Teaching data science students to tackle the “hard” technical problems

David Kofoed Wind
Peergrade
Published in
4 min readMar 27, 2016
Image from https://pixabay.com/

During my time as a student and now as a PhD student and lecturer within data science, I have noticed that students are surprisingly bad at dealing with real technical problems. What I am referring to here is that students that want to specialise in machine learning and data science know their way around the methods and theory of for example a neural network, but are unable to implement it efficiently themselves and execute it on a cluster, or even pull a working implementation from Github and install it.

What normally happens in a course at my university when teaching students about the K-means clustering algorithm, is that they are explained the theory of the algorithm and then provided with a pre-made MATLAB implementation where they are asked to vary the parameter K and observe what happens. With this approach, the students might get a thorough understanding of the algorithm — and maybe even some deeper theoretical insights — without getting bogged down by implementation details.

Image from http://www.vlfeat.org/overview/kmeans.html

The problems usually first surface when they are writing their master thesis, or when they get their first job after university. As a data scientist and even as a mathematician your primary task will often involve a lot of programming (especially mathematicians realise this too late). At this point, some students are for the first time presented with a really large dataset, the task to run their algorithms on a cluster or the problem of installing and modifying a library hosted on Github.

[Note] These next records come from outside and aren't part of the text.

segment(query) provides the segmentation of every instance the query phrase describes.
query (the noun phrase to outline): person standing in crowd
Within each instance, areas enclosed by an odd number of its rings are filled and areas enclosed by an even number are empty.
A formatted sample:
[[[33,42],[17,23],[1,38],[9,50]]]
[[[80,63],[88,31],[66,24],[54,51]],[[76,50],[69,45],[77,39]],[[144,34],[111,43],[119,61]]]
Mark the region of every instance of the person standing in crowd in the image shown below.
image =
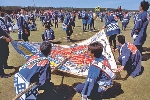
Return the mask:
[[[106,35],[109,36],[109,43],[112,46],[113,42],[113,50],[116,49],[116,36],[120,34],[120,28],[118,26],[118,18],[116,15],[113,14],[113,11],[107,12],[107,21],[105,22],[105,26],[102,28],[106,28]]]
[[[101,43],[93,42],[88,45],[88,55],[94,58],[94,61],[90,64],[86,82],[75,88],[82,94],[82,100],[101,100],[102,94],[113,85],[112,80],[116,75],[111,71],[110,64],[102,52]]]
[[[133,16],[134,24],[136,24],[136,21],[138,19],[138,15],[139,15],[139,12],[136,12],[135,15]]]
[[[72,29],[74,29],[74,27],[75,27],[76,15],[75,15],[75,13],[74,13],[73,11],[72,11],[71,17],[72,17]]]
[[[10,34],[10,32],[9,32],[9,29],[8,29],[8,26],[6,25],[6,21],[5,21],[5,13],[3,12],[1,12],[1,10],[0,10],[0,27],[2,28],[2,30],[5,32],[5,34],[7,34],[5,37],[9,37],[9,34]],[[1,30],[1,31],[2,31]],[[7,44],[7,46],[6,46],[6,44]],[[8,65],[7,65],[7,59],[8,59],[8,56],[9,56],[9,42],[7,42],[6,44],[4,44],[5,45],[5,57],[4,57],[4,68],[8,68]],[[3,51],[4,52],[4,51]],[[3,57],[3,56],[2,56]]]
[[[58,28],[58,12],[57,11],[55,11],[54,23],[55,23],[55,28]]]
[[[3,13],[4,14],[4,13]],[[0,8],[0,16],[2,15]],[[9,30],[6,27],[5,21],[2,17],[0,17],[0,77],[8,78],[9,74],[5,74],[4,68],[7,66],[7,59],[9,56],[9,47],[8,44],[11,42],[9,39]]]
[[[92,18],[93,18],[93,13],[92,11],[89,11],[87,24],[88,24],[88,29],[90,30],[90,32],[92,32]]]
[[[122,30],[124,30],[124,31],[126,30],[129,20],[130,20],[130,16],[129,16],[128,12],[126,11],[123,16],[123,20],[122,20]]]
[[[73,16],[73,14],[74,14],[73,12],[71,12],[71,15],[68,14],[66,16],[65,20],[64,20],[64,23],[63,23],[63,25],[65,25],[65,27],[66,27],[67,42],[71,41],[70,36],[73,33],[73,29],[72,29],[72,21],[73,21],[73,19],[71,17],[71,16]]]
[[[49,25],[45,25],[45,31],[42,35],[43,41],[52,41],[55,39],[54,31],[50,28]]]
[[[36,100],[38,86],[43,86],[51,80],[51,70],[48,56],[51,53],[51,43],[43,42],[40,46],[40,53],[29,56],[26,63],[20,67],[19,72],[14,75],[14,88],[16,94],[29,87],[31,83],[37,82],[27,93],[23,94],[20,100]],[[34,92],[32,92],[34,91]]]
[[[132,29],[131,36],[134,39],[134,45],[137,47],[137,49],[141,52],[143,51],[143,44],[146,41],[146,30],[149,23],[148,19],[148,12],[149,9],[149,3],[147,1],[142,1],[140,3],[140,13],[138,15],[138,19],[134,25],[134,28]]]
[[[25,18],[25,8],[21,8],[20,10],[21,15],[19,16],[17,20],[17,25],[18,25],[18,39],[23,39],[25,42],[29,41],[29,27],[28,27],[28,22]]]
[[[117,38],[119,43],[118,61],[121,63],[121,67],[117,71],[121,72],[122,70],[126,70],[128,76],[132,76],[133,78],[140,75],[142,71],[142,56],[140,51],[132,43],[126,42],[125,36],[119,35]]]
[[[87,19],[88,19],[88,14],[86,12],[86,9],[82,11],[81,17],[82,17],[83,32],[85,32],[87,26]]]

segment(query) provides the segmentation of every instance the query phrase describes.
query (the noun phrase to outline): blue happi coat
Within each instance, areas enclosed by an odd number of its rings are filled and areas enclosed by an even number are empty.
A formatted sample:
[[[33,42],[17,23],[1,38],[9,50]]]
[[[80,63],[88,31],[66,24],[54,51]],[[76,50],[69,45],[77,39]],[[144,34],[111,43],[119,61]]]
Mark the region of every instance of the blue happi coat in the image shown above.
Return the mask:
[[[106,62],[107,60],[105,59],[104,56],[101,56],[100,58],[95,58],[94,61],[98,62]],[[109,63],[107,63],[108,66]],[[88,71],[88,76],[86,78],[86,82],[84,85],[84,88],[81,92],[82,95],[90,96],[92,89],[94,88],[95,85],[99,84],[99,87],[97,88],[97,92],[103,92],[103,88],[101,86],[110,86],[112,85],[112,79],[106,75],[100,68],[90,65],[89,71]]]
[[[91,25],[91,24],[92,24],[92,18],[93,18],[93,13],[90,12],[90,13],[88,14],[88,20],[87,20],[87,24],[88,24],[88,25]]]
[[[43,60],[29,64],[28,66],[26,65],[29,62],[41,58],[43,58]],[[20,67],[19,72],[15,74],[14,87],[16,94],[28,88],[31,84],[31,78],[35,74],[37,74],[37,79],[39,79],[38,84],[32,87],[27,93],[23,94],[19,100],[36,100],[36,96],[38,95],[37,86],[42,86],[47,80],[50,81],[51,72],[49,60],[41,53],[28,57],[27,62]]]
[[[129,20],[130,20],[129,14],[124,14],[123,20],[122,20],[122,27],[126,28],[129,23]]]
[[[106,35],[111,36],[115,34],[120,34],[120,28],[118,26],[117,16],[111,14],[107,17],[107,21],[105,23],[106,26]]]
[[[141,72],[141,53],[135,45],[127,42],[118,48],[120,56],[118,57],[119,62],[127,73],[135,77]]]
[[[81,17],[82,17],[82,24],[87,24],[88,13],[86,11],[82,11]]]
[[[138,15],[138,19],[131,33],[131,36],[137,35],[134,39],[134,45],[143,45],[145,43],[147,37],[146,30],[149,23],[148,17],[146,11],[143,11]],[[138,30],[138,32],[136,32],[136,30]]]
[[[54,31],[50,28],[49,30],[44,31],[45,40],[54,40]]]

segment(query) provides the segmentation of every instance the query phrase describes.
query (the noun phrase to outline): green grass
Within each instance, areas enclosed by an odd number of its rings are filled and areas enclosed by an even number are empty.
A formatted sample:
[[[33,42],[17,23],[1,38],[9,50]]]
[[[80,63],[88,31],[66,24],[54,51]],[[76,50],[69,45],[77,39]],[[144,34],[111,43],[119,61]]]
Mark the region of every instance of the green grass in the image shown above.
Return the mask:
[[[103,26],[104,23],[100,22],[99,19],[95,21],[95,27],[96,29],[100,29]],[[61,23],[59,23],[59,28],[52,29],[55,31],[55,42],[60,42],[60,44],[68,44],[66,42],[66,33],[65,31],[62,31]],[[119,21],[119,26],[121,27],[121,22]],[[130,23],[128,25],[128,28],[126,31],[122,31],[122,34],[126,36],[126,40],[129,42],[133,42],[132,38],[130,37],[131,30],[133,28],[134,24],[132,19],[130,20]],[[38,31],[31,31],[31,36],[29,37],[29,40],[31,42],[42,42],[41,34],[44,32],[44,28],[41,25],[39,19],[37,20],[37,28]],[[143,53],[143,61],[142,65],[144,66],[144,72],[141,76],[136,78],[128,78],[125,81],[122,80],[114,80],[114,86],[109,89],[103,96],[104,99],[110,99],[110,100],[149,100],[150,99],[150,27],[148,26],[147,29],[147,41],[144,44],[145,52]],[[74,33],[72,35],[72,39],[76,40],[76,42],[79,42],[80,40],[88,39],[89,37],[93,36],[96,32],[82,32],[82,24],[81,20],[76,20],[76,27],[74,29]],[[17,39],[17,33],[11,33],[12,38],[15,40]],[[12,47],[12,45],[9,45],[10,47],[10,55],[8,59],[8,65],[16,67],[16,70],[19,66],[21,66],[25,59],[21,57]],[[114,53],[115,58],[117,59],[118,53]],[[5,69],[6,73],[15,73],[15,69]],[[63,74],[64,75],[64,74]],[[121,77],[125,77],[126,72],[120,73]],[[15,96],[14,92],[14,86],[13,86],[13,78],[14,76],[10,78],[1,78],[0,79],[0,100],[11,100]],[[71,77],[71,76],[65,76],[63,79],[63,84],[60,85],[62,80],[62,74],[61,75],[52,75],[52,82],[57,86],[57,89],[59,88],[59,95],[69,95],[72,97],[72,100],[81,100],[81,95],[78,93],[75,93],[72,85],[74,83],[78,82],[84,82],[85,79],[78,78],[78,77]],[[62,86],[62,87],[61,87]],[[43,99],[44,100],[44,99]],[[67,99],[61,99],[61,100],[67,100]]]

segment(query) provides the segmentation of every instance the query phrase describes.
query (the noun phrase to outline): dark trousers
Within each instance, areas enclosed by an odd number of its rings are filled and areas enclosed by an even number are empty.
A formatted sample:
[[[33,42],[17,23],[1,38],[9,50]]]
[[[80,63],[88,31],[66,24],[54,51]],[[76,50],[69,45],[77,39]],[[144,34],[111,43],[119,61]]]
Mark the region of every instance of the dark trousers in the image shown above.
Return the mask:
[[[28,33],[29,34],[29,33]],[[29,37],[29,35],[28,34],[26,34],[26,33],[23,33],[22,34],[22,39],[26,42],[26,41],[29,41],[28,40],[28,37]]]
[[[140,51],[140,53],[142,54],[142,51],[143,51],[142,45],[135,45],[135,46]]]
[[[113,44],[114,44],[114,48],[113,48],[113,49],[116,49],[116,36],[117,36],[117,34],[114,34],[114,35],[111,35],[111,36],[109,37],[110,46],[112,46],[112,42],[113,42]]]
[[[55,20],[55,28],[58,28],[58,20]]]
[[[83,24],[83,31],[86,30],[86,26],[87,26],[87,24]]]
[[[0,75],[4,74],[4,65],[7,62],[7,56],[0,56]]]
[[[67,39],[70,39],[72,33],[73,33],[72,27],[68,27],[66,30]]]
[[[85,85],[84,83],[78,84],[76,86],[76,92],[81,93],[83,88],[84,88],[84,85]],[[94,85],[94,88],[91,91],[90,96],[88,96],[88,99],[91,99],[91,100],[102,100],[102,94],[98,92],[98,87],[99,87],[98,84]]]

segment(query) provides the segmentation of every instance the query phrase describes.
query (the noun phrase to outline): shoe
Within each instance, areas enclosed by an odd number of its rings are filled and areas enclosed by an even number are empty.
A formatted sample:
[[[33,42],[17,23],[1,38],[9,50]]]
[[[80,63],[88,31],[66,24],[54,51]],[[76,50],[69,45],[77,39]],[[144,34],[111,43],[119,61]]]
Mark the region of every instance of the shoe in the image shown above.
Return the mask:
[[[3,75],[0,75],[0,78],[8,78],[8,77],[11,77],[10,74],[3,74]]]

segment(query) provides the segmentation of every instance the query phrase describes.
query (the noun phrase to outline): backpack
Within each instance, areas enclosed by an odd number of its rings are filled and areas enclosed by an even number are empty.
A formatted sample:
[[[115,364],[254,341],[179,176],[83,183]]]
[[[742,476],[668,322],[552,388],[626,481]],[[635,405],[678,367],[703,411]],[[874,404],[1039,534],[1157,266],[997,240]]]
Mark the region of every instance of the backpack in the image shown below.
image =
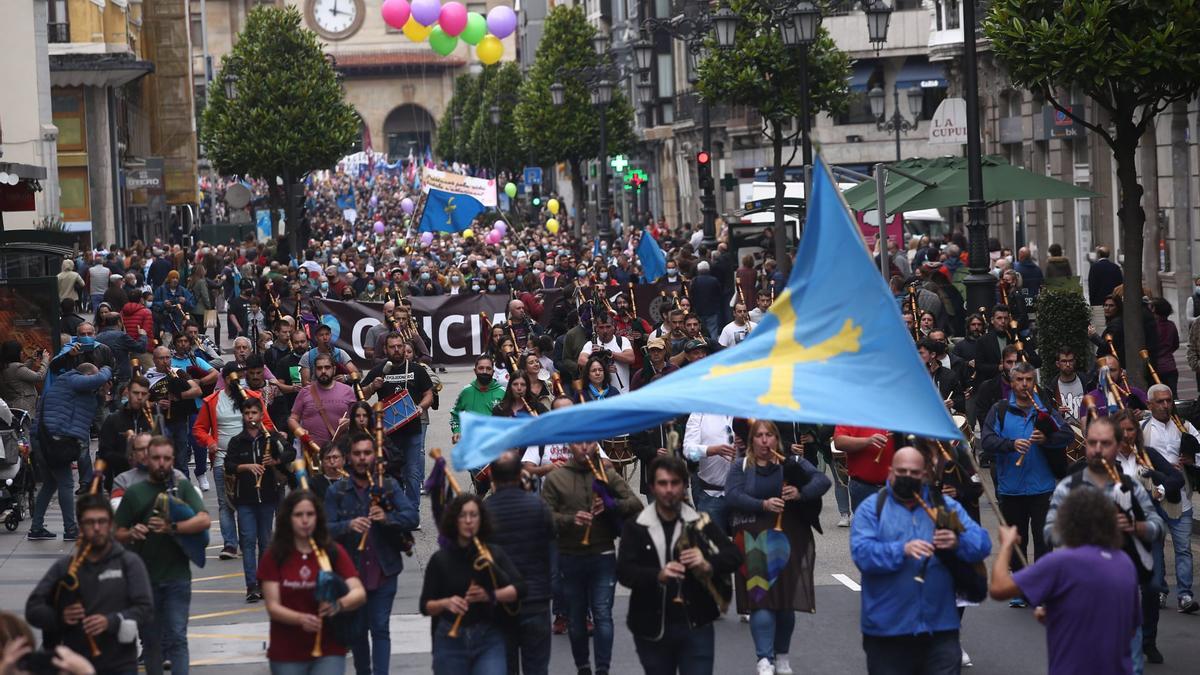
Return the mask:
[[[880,491],[875,497],[875,519],[878,520],[880,515],[883,514],[883,504],[887,503],[888,489],[880,488]],[[930,508],[937,509],[946,506],[946,500],[942,494],[936,490],[929,491],[929,506]],[[935,528],[937,526],[935,525]],[[966,562],[959,556],[954,555],[954,551],[935,551],[934,555],[941,561],[946,571],[950,573],[950,578],[954,580],[954,595],[961,597],[970,603],[980,603],[988,597],[988,567],[983,561],[979,562]]]
[[[1084,471],[1086,470],[1076,471],[1070,476],[1070,482],[1067,483],[1067,488],[1069,490],[1074,490],[1084,484]],[[1124,473],[1121,474],[1121,491],[1129,494],[1129,510],[1122,513],[1126,518],[1133,520],[1134,522],[1145,522],[1146,512],[1141,509],[1141,503],[1139,503],[1133,496],[1135,485],[1136,483],[1134,483],[1133,478],[1126,476]],[[1120,506],[1116,506],[1117,510],[1121,512]],[[1121,546],[1121,549],[1129,556],[1129,560],[1133,561],[1133,566],[1138,569],[1138,583],[1145,584],[1150,581],[1154,572],[1154,558],[1150,551],[1150,546],[1147,546],[1146,543],[1138,537],[1126,534],[1124,545]]]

When teaching my own course Computational Tools for Big Data, the agenda for the first week is UNIX, Git and Amazon EC2. During this week I ask the students to learn a range of UNIX-commands for working with files, how to use Git for version control and how to set up and run stuff on a virtual machine at Amazon. I ask them to solve actual problems with real files in their terminals (and if they use Windows, they need to start by learning SSH to get a terminal on the cluster), to create and use their own repositories on Github and to launch a free instance on Amazon EC2 (including setting up RSA-keys and other stuff) and get stuff to run on it.

By letting the students get a true experience of what it requires to launch a virtual machine on Amazon and clone a repository from Github to it, I hope that they will be more comfortable doing this on their own in the future. From my own experience, a large fraction of time as a data-scientist is not spend on model-selection, but on grunt-engineering tasks such as merging branches in git, installing libraries, optimising database queries and processing files in the terminal.

In later weeks they are asked to install and work with PostgreSQL, MongoDB, Vagrant and various Python libraries. They are also asked to use data files from previous competitions on Kaggle.com which are stored in the JSON-format to make sure they have not only seen CSV-files when they graduate as engineers.

Some of the subjects in my course are unfortunately still too much for all students to handle — this includes setting up an Apache Spark cluster and getting Caffe to run for training convolutional neural networks. For this we currently provide them with a Vagrant-file where the libraries are installed. I would love to get away from this, but the assistant teachers should not spend 99% of their time debugging weird system errors on student laptops. Hopefully we will find a better solution in the future.

--

--